Asian market round up: On a through train
Hong Kong’s notoriously volatile investors are again set firm in headless-chicken mode (the bullish version). Ever since China’s foreign securities regulator, Safe, announced in August that mainland investors would "soon" be allowed to begin throwing their hard-earned savings at Hong Kong-listed stocks, the local Hang Seng index has been on a superhuman tear.
And it did the trick. On August 17, just before Safe’s edict, the index was trailing at 20,387.13 – roughly the same level as at the beginning of 2007. Within two months, it had added nearly 10,000 points, ending the day on October 24 at 29,333.52. On October 18, the index snuck through the 30,000 mark for the first time, and continued to test the auspicious number over the following week.

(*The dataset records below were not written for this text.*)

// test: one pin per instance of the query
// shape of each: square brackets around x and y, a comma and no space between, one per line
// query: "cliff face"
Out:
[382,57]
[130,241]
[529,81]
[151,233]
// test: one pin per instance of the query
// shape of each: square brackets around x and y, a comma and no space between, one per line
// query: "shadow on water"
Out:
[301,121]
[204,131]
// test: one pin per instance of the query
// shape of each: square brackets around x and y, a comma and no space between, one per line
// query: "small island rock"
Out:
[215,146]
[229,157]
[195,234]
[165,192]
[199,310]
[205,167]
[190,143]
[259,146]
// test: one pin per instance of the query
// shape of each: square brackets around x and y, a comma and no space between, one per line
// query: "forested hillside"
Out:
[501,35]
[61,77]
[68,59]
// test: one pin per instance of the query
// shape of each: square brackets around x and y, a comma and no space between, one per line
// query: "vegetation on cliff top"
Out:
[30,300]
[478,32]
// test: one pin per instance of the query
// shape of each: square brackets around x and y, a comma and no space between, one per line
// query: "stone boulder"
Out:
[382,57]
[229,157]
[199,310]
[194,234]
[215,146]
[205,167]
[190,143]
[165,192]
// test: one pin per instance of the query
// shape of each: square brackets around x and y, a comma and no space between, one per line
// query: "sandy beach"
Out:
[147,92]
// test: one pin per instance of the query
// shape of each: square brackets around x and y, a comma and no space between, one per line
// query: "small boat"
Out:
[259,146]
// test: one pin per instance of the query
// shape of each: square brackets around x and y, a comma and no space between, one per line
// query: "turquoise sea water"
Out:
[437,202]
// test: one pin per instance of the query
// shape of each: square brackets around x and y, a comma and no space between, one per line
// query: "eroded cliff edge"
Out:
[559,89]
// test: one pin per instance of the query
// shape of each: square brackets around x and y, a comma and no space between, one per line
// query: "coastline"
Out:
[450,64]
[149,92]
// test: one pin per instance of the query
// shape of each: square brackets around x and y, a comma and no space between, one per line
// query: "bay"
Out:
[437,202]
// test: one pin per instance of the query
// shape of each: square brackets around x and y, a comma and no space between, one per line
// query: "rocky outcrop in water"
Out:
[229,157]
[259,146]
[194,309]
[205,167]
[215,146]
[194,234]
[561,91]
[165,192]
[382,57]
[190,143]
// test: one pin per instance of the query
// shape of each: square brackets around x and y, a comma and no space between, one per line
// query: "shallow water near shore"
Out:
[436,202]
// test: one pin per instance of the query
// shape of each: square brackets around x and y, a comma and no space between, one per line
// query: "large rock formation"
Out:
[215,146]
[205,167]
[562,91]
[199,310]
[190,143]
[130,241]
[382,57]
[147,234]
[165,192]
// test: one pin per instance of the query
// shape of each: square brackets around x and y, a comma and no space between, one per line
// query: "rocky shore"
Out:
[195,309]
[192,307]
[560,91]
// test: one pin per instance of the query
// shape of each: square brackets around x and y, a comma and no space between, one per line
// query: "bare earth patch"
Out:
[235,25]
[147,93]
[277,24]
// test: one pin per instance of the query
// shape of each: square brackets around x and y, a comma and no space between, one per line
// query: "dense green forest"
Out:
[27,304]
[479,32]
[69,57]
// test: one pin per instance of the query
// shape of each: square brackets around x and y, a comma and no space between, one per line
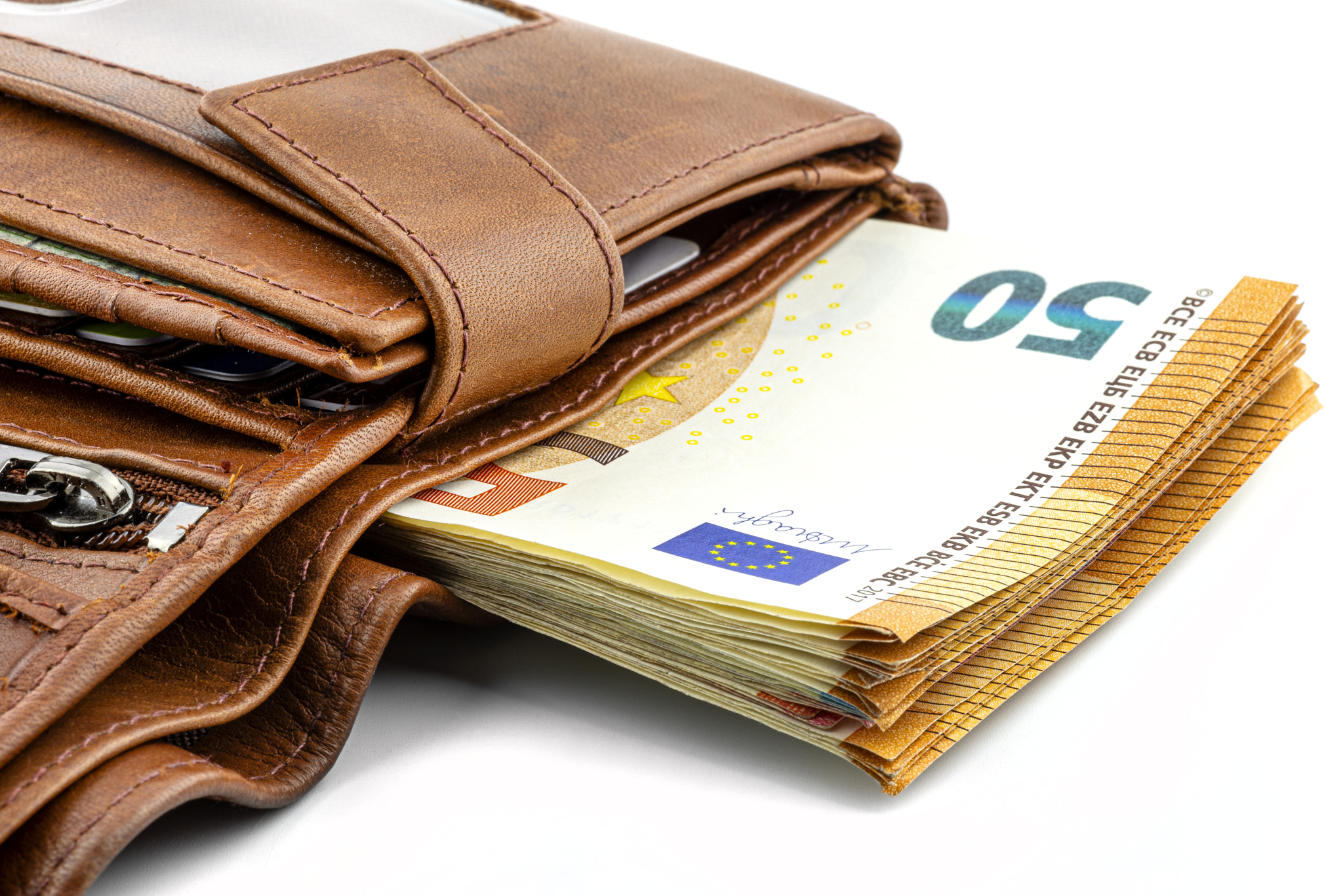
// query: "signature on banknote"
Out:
[772,522]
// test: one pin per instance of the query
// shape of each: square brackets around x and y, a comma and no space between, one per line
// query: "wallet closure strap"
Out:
[521,276]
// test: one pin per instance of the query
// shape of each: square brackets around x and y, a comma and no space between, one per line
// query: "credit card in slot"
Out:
[230,364]
[331,394]
[654,258]
[30,305]
[123,335]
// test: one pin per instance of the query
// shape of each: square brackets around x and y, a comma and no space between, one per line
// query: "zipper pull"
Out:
[68,494]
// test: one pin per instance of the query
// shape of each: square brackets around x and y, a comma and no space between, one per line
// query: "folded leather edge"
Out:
[179,129]
[521,275]
[105,633]
[294,579]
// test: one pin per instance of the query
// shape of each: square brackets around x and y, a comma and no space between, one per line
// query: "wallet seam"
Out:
[716,253]
[801,245]
[729,155]
[223,395]
[261,665]
[163,564]
[334,676]
[578,206]
[242,316]
[89,220]
[98,448]
[81,564]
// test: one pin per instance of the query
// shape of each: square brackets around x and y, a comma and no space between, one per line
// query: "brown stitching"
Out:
[223,395]
[209,258]
[58,608]
[242,317]
[729,155]
[62,438]
[340,523]
[46,882]
[523,391]
[187,551]
[157,714]
[624,362]
[494,35]
[108,65]
[79,564]
[334,676]
[578,206]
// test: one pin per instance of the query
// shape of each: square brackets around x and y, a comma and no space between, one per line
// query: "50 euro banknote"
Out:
[838,503]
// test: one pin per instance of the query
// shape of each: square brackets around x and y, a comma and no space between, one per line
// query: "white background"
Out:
[1190,746]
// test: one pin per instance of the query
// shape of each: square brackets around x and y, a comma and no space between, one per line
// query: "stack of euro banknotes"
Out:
[873,508]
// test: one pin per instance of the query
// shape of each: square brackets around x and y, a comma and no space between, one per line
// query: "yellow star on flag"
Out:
[648,386]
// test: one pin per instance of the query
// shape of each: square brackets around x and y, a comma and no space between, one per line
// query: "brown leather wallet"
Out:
[249,312]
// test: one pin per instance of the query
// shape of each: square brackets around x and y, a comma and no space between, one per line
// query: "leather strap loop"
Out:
[521,275]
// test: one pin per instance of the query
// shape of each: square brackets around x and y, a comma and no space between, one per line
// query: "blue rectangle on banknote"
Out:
[750,554]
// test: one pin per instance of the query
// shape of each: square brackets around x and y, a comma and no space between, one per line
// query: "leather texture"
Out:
[458,211]
[94,188]
[265,759]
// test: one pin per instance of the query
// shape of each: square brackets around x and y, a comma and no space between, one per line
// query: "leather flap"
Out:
[521,276]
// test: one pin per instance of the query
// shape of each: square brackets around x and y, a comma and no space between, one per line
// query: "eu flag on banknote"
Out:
[750,554]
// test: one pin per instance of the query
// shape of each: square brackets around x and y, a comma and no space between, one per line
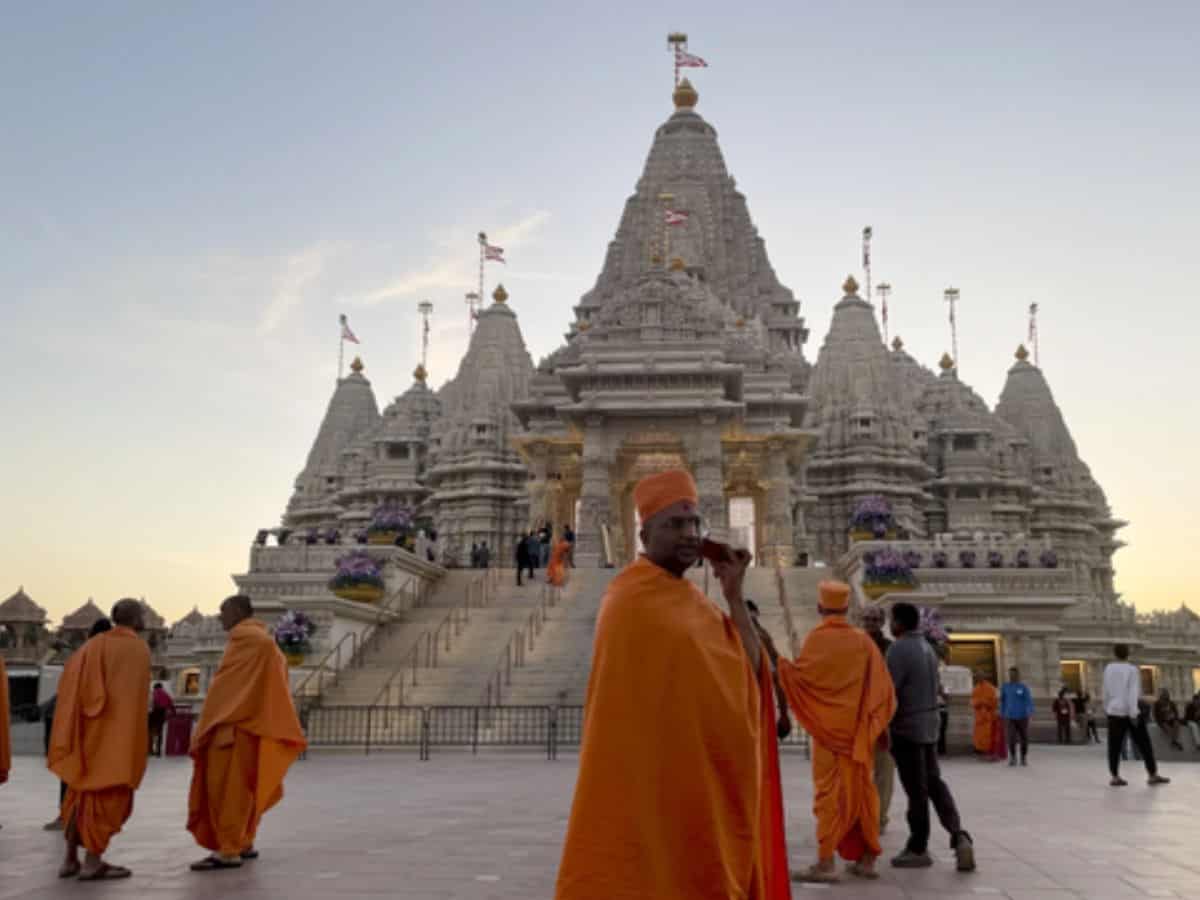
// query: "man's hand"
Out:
[732,573]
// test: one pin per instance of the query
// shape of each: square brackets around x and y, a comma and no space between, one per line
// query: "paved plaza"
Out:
[492,827]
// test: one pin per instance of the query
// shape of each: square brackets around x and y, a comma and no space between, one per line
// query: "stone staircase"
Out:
[361,684]
[556,671]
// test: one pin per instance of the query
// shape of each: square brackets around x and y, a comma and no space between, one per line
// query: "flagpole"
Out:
[677,41]
[1033,333]
[867,259]
[341,343]
[883,292]
[952,298]
[483,257]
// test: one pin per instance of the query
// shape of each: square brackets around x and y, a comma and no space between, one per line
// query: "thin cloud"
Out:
[298,273]
[454,267]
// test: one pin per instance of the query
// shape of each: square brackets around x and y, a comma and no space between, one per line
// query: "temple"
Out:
[687,352]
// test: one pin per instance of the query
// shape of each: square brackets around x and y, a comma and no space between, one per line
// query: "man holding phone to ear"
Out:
[671,797]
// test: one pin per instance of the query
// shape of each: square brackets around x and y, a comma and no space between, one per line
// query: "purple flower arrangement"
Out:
[293,633]
[873,515]
[355,569]
[887,567]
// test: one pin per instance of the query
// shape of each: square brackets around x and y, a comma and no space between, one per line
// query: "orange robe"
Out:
[5,736]
[100,737]
[984,700]
[840,691]
[669,798]
[247,737]
[556,571]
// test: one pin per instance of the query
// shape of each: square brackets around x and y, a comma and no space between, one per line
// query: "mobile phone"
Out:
[715,551]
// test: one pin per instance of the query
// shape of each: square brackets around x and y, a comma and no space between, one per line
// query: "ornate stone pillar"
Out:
[777,547]
[706,463]
[594,507]
[537,486]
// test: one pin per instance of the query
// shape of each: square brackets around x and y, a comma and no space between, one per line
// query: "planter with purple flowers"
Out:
[293,633]
[871,520]
[358,579]
[887,573]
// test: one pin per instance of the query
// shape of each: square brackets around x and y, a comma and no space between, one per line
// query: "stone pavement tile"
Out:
[491,828]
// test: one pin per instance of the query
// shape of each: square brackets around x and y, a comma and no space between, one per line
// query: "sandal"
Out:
[815,875]
[213,863]
[106,873]
[861,871]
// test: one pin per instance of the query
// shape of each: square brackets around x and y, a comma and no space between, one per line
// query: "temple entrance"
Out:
[744,525]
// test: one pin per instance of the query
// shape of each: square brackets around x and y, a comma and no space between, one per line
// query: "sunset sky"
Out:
[191,197]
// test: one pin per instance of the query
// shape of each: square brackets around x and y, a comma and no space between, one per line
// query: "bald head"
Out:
[235,609]
[129,613]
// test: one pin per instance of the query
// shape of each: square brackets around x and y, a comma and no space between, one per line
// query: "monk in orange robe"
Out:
[556,570]
[670,798]
[247,737]
[100,738]
[984,700]
[841,694]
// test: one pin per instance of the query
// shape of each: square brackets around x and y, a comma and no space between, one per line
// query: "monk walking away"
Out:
[99,741]
[670,798]
[885,767]
[913,667]
[839,690]
[985,701]
[247,737]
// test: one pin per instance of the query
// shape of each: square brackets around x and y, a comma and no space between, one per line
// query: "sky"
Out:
[191,195]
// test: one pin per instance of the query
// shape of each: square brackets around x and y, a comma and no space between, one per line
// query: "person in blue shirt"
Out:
[1017,709]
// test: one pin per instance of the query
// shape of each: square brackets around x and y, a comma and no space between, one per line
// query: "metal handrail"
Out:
[300,693]
[359,643]
[520,645]
[431,637]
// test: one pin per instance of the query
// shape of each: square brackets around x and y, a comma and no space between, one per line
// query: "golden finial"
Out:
[685,96]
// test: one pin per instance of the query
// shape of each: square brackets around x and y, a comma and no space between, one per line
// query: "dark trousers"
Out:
[1120,726]
[1065,731]
[1018,735]
[922,780]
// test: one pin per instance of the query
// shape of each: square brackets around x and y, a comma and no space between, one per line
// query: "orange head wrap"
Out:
[654,493]
[833,595]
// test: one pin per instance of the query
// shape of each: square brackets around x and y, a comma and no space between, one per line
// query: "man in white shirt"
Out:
[1122,693]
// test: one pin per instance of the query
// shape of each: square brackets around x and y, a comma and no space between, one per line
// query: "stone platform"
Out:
[492,826]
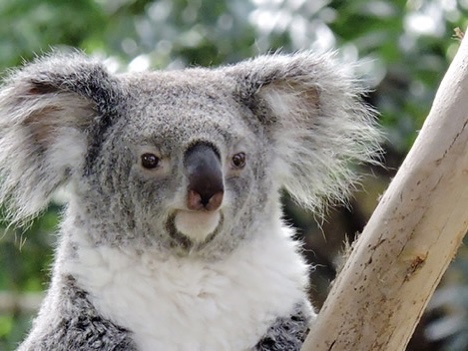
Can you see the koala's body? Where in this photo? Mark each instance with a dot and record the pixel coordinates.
(173, 238)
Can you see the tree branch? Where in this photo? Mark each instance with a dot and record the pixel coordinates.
(411, 238)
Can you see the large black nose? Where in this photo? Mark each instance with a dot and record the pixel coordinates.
(205, 178)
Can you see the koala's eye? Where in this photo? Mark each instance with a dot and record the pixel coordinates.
(149, 161)
(238, 160)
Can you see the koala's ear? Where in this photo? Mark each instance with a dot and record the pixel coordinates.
(312, 110)
(48, 110)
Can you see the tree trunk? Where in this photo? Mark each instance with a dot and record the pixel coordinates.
(414, 233)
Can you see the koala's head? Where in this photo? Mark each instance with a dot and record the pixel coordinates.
(180, 159)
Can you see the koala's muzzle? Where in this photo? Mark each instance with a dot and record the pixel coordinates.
(205, 188)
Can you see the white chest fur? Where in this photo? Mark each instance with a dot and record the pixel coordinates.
(183, 304)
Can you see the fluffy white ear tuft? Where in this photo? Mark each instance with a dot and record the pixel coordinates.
(45, 109)
(312, 109)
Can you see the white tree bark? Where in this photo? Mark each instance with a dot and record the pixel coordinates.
(414, 233)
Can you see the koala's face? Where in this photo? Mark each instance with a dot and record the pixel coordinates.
(185, 162)
(189, 161)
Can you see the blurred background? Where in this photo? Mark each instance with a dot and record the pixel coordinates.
(405, 46)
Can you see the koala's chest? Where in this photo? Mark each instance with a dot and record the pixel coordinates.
(185, 305)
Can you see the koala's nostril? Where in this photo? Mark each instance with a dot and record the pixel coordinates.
(205, 178)
(195, 201)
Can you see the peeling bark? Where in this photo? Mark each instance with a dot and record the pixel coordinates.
(381, 293)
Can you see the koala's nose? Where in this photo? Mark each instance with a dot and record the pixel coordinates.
(205, 178)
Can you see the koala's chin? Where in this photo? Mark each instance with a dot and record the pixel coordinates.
(197, 225)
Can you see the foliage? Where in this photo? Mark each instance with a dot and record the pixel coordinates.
(405, 47)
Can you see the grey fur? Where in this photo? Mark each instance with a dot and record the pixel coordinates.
(79, 326)
(287, 333)
(65, 120)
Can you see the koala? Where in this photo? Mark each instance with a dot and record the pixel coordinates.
(173, 238)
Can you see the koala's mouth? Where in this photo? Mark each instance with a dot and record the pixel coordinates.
(190, 228)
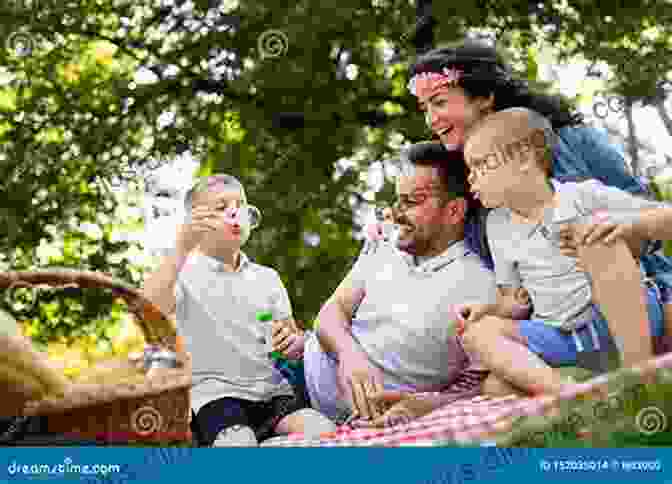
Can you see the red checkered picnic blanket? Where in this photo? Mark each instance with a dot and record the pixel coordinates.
(469, 421)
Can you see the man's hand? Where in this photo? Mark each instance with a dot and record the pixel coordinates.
(358, 381)
(288, 339)
(405, 408)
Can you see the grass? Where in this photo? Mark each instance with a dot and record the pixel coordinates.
(634, 415)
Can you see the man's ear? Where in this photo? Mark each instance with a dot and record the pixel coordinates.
(457, 210)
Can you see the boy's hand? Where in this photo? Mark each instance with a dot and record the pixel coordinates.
(284, 335)
(204, 220)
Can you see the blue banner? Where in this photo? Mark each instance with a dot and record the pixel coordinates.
(435, 465)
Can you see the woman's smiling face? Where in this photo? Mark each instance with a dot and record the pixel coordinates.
(449, 113)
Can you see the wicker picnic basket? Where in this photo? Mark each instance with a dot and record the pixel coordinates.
(153, 406)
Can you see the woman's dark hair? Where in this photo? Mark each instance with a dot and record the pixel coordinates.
(486, 72)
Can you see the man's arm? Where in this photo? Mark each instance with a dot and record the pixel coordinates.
(617, 289)
(335, 318)
(654, 224)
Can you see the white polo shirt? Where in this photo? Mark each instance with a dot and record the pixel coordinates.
(405, 323)
(216, 314)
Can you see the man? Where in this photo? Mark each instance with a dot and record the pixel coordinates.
(239, 396)
(390, 324)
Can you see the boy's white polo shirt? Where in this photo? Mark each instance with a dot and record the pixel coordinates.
(216, 314)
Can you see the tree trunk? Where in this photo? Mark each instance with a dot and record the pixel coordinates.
(424, 33)
(632, 139)
(667, 121)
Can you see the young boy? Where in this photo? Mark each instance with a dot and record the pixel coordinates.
(239, 396)
(509, 158)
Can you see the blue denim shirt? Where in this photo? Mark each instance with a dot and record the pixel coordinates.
(584, 152)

So what next for this most topsy-turvy of stock markets? All eyes are still on Beijing for any update on the new mainland investor route, or "through train", as it’s dubbed in Hong Kong. At the moment, everything is up in the air. Following Safe’s announcement, China’s stock regulator, the CSRC, pointedly dismissed the through train plan, saying "serious discussions" were needed to pre-empt fears of a sudden outflow of mainland savings.
Beijing, meanwhile, has been too focused on its National Congress. And on October 17, one of the country’s pre-eminent financial figures, the Bank of China chairman Xiao Gang, said there was no timetable for the through train, leading many to believe that the plan would be stuck in the sidings until at least the first quarter of 2008.